中学2年生のとき、ひいおばあちゃんが亡くなり、そのときに父が納棺師として働く姿を初めて見て、かっこいいなと思いました。その日を境に納棺師になることを決めて、大学在学中に父親の会社で納棺師の仕事を始めました。

──映画『おくりびと』で納棺師という存在に注目が集まりましたが、その業務の内容について教えてください。

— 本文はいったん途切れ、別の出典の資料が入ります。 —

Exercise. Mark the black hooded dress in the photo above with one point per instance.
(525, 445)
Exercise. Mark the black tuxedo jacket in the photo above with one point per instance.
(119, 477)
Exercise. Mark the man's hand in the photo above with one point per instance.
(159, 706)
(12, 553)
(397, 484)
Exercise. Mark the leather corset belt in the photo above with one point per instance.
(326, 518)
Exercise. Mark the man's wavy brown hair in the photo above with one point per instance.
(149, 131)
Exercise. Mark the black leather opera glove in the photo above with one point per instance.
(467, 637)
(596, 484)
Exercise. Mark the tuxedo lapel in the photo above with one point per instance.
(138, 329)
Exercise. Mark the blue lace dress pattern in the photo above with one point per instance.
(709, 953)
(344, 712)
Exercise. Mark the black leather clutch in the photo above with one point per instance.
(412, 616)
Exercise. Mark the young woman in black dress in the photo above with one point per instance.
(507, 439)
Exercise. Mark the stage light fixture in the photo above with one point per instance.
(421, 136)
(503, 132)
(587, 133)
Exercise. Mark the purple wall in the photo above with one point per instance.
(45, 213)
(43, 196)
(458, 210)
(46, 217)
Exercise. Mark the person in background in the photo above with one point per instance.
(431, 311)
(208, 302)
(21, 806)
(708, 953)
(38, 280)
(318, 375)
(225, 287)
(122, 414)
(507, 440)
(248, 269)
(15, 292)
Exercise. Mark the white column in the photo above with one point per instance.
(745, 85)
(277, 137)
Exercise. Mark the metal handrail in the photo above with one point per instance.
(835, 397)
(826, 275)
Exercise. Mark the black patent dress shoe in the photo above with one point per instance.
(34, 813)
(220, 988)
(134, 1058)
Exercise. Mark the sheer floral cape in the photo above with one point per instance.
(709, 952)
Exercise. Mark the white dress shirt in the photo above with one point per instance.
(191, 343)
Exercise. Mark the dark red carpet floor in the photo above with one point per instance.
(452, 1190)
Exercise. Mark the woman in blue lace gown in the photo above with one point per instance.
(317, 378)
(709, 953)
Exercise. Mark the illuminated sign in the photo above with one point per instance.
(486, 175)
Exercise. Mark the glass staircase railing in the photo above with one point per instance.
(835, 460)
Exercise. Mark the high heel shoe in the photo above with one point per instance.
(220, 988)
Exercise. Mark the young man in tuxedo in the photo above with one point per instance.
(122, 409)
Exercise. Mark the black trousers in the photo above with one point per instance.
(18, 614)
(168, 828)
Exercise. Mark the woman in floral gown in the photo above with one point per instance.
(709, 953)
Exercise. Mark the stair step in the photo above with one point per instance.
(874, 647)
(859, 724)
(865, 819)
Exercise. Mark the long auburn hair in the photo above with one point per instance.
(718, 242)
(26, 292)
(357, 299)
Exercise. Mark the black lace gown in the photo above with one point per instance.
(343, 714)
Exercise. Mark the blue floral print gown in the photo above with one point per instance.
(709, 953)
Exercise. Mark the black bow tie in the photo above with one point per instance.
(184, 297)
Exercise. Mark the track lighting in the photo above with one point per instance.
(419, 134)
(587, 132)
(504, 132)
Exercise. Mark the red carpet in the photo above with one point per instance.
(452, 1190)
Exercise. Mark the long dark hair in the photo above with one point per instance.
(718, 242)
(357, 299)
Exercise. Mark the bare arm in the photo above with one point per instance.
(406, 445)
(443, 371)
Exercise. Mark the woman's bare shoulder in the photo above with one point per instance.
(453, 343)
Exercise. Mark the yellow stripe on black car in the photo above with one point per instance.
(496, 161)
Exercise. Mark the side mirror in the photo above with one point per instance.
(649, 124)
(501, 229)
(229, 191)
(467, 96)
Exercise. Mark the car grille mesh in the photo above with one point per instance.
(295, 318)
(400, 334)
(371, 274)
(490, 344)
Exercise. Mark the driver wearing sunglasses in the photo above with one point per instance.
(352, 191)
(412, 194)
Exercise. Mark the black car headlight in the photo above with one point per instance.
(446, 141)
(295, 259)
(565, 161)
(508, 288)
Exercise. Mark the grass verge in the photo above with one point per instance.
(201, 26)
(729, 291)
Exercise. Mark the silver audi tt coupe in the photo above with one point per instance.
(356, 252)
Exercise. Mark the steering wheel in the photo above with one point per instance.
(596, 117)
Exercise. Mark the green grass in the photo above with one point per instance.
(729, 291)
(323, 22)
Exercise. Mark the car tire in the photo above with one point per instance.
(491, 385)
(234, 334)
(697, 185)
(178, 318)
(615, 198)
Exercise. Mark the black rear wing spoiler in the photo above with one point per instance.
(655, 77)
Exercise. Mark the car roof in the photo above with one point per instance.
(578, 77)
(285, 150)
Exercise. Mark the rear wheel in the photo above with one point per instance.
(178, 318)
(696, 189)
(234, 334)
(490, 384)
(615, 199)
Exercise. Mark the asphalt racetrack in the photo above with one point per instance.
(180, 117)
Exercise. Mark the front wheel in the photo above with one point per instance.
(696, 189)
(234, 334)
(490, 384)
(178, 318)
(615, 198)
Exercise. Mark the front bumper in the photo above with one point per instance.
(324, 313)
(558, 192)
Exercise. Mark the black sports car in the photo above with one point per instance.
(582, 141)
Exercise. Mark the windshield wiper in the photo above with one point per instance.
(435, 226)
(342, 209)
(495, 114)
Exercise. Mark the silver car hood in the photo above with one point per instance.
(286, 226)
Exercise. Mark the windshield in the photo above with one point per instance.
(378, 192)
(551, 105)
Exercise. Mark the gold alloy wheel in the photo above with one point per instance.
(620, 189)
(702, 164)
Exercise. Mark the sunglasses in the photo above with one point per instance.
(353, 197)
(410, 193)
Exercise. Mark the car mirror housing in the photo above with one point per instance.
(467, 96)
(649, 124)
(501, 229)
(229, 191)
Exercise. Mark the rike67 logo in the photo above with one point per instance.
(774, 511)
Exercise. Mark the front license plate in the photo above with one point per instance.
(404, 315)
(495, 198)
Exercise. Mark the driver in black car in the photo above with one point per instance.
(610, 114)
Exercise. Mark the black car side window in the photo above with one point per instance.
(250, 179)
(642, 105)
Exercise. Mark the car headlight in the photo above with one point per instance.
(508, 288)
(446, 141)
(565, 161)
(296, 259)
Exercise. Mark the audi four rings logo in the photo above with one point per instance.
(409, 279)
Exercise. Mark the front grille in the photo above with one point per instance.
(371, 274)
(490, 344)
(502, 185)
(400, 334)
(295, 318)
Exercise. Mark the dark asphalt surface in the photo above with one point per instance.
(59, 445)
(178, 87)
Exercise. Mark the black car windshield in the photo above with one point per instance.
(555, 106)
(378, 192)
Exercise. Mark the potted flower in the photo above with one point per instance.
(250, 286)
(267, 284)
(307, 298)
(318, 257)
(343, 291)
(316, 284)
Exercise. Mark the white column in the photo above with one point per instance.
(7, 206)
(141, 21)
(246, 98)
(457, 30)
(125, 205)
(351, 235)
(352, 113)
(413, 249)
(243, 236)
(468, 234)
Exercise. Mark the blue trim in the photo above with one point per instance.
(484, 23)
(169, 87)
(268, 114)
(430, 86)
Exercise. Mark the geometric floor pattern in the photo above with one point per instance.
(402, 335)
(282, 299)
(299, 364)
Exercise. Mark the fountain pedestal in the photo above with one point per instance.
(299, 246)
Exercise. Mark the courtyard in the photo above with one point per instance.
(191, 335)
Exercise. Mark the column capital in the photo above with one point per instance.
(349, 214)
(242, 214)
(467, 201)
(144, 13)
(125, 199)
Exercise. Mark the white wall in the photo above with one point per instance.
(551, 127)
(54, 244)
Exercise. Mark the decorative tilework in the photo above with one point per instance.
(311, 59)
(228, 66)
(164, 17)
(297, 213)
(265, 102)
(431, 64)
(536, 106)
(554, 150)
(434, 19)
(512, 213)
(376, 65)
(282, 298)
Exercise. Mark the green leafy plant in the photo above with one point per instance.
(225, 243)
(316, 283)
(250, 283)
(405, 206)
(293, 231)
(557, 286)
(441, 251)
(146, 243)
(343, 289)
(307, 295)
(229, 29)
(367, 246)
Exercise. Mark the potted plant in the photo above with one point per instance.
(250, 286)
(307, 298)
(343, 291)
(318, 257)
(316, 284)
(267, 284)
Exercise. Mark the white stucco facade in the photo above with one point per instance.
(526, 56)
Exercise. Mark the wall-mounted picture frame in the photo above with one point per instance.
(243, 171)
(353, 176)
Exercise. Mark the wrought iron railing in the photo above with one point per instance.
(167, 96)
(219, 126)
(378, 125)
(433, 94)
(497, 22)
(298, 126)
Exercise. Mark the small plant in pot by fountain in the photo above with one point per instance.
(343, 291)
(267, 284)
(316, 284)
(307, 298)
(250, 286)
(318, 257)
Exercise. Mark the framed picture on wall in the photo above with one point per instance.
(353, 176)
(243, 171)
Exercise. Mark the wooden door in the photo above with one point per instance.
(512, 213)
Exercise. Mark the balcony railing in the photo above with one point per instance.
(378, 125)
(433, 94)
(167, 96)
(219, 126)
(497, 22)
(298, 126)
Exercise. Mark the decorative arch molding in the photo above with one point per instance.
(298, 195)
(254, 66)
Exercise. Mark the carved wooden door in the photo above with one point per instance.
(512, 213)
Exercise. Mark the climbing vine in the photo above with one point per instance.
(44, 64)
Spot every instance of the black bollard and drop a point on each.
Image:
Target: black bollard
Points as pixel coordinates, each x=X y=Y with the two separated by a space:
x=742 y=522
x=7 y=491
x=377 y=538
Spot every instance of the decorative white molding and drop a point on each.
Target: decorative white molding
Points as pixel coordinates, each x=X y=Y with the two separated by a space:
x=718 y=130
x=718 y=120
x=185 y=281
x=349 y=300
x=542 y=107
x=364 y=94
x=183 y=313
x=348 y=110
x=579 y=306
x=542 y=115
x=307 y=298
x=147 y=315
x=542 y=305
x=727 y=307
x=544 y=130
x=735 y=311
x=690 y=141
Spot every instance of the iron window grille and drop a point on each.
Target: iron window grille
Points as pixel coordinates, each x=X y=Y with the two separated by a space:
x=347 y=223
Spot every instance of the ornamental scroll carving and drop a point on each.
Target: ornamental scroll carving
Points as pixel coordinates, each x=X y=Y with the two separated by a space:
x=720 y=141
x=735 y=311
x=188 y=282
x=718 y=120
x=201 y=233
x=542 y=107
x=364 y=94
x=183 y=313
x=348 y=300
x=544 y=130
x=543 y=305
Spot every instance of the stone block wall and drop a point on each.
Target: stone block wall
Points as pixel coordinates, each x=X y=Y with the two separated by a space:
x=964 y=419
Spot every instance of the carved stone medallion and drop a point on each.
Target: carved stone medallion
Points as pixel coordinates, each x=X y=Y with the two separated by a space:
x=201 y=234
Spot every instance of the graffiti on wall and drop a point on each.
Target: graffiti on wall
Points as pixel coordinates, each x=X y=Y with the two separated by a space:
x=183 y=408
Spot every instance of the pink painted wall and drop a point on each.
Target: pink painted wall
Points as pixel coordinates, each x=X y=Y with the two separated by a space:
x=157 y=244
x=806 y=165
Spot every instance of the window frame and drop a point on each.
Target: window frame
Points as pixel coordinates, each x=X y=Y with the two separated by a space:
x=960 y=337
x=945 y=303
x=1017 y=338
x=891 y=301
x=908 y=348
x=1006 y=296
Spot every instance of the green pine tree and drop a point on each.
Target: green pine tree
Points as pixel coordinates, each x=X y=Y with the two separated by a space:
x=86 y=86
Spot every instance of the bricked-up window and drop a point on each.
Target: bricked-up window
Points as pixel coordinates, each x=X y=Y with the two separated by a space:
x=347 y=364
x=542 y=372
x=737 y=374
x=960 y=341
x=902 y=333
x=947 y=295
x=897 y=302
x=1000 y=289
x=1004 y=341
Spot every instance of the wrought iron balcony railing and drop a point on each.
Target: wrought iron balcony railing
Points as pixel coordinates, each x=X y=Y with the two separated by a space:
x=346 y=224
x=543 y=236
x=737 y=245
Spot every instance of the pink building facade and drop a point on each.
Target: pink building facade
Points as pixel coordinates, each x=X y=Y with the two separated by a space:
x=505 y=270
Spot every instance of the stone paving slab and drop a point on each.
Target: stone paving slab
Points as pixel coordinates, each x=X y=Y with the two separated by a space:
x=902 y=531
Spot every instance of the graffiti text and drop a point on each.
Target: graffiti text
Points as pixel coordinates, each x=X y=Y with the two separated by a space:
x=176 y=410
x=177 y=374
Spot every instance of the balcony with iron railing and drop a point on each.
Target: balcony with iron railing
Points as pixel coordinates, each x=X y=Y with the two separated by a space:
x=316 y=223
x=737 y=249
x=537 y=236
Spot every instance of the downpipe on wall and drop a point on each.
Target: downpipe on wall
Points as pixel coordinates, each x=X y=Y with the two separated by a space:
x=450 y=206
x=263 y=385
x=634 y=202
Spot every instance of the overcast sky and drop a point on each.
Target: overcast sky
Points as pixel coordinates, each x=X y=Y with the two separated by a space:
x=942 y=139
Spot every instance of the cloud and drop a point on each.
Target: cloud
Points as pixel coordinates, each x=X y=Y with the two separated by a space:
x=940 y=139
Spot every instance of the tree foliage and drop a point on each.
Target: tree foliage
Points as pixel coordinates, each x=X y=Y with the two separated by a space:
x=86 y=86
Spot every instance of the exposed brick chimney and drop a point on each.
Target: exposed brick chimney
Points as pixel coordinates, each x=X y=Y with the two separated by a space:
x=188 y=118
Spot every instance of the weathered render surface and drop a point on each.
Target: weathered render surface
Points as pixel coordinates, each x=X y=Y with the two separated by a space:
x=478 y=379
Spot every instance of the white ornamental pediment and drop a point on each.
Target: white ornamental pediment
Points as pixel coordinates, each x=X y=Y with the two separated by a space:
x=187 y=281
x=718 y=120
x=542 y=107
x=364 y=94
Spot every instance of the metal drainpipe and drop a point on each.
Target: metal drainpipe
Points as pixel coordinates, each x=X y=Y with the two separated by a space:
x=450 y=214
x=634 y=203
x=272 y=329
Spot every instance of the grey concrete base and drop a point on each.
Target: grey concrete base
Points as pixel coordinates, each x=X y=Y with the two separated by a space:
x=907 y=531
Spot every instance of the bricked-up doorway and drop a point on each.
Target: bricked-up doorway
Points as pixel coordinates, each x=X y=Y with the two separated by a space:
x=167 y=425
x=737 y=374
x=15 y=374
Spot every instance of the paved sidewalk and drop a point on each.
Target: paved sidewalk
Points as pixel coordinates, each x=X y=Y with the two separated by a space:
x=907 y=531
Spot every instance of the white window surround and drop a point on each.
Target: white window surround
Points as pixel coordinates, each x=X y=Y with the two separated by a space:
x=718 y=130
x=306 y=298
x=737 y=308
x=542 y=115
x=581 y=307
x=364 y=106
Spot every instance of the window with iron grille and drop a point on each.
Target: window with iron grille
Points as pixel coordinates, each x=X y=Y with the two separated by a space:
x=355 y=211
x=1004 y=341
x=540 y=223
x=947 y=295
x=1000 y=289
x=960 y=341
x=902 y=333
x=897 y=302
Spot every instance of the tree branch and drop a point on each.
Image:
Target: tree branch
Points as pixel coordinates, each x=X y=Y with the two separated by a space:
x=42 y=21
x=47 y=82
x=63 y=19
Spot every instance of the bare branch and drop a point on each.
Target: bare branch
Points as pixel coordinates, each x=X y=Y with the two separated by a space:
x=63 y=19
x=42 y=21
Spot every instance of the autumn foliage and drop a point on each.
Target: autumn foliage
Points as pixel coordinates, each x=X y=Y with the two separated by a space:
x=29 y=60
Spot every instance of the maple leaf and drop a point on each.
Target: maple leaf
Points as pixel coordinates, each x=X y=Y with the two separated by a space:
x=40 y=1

納棺師は葬儀会社から依頼を受けて、下請けとして業務を遂行するのが一般的です。現場で担当するのは、納棺の儀式と呼ばれる1時間ほどの作業。ご挨拶をしたあと、ご遺体の死後硬直を解き、着替え、お顔そり、メイク、髪の毛のセットを行い、最後にご遺族と一緒にご遺体を棺の中に収めるのが一連の流れです。

ただ、個人的には下請け専門として断片的に一部の作業を請け負うのではなく、お通夜からお葬式までのすべてをご一緒できるのが納棺師の理想の働き的ではないかと感じていました。そんな思いから、2015年に葬儀会社のディパーチャーズ・ジャパンを立ち上げ、お通夜から葬儀、告別式までをすべてプロデュースさせていただいています。

──ディパーチャーズ・ジャパンでプロデュースするお葬式は、どのように作り上げるのでしょうか?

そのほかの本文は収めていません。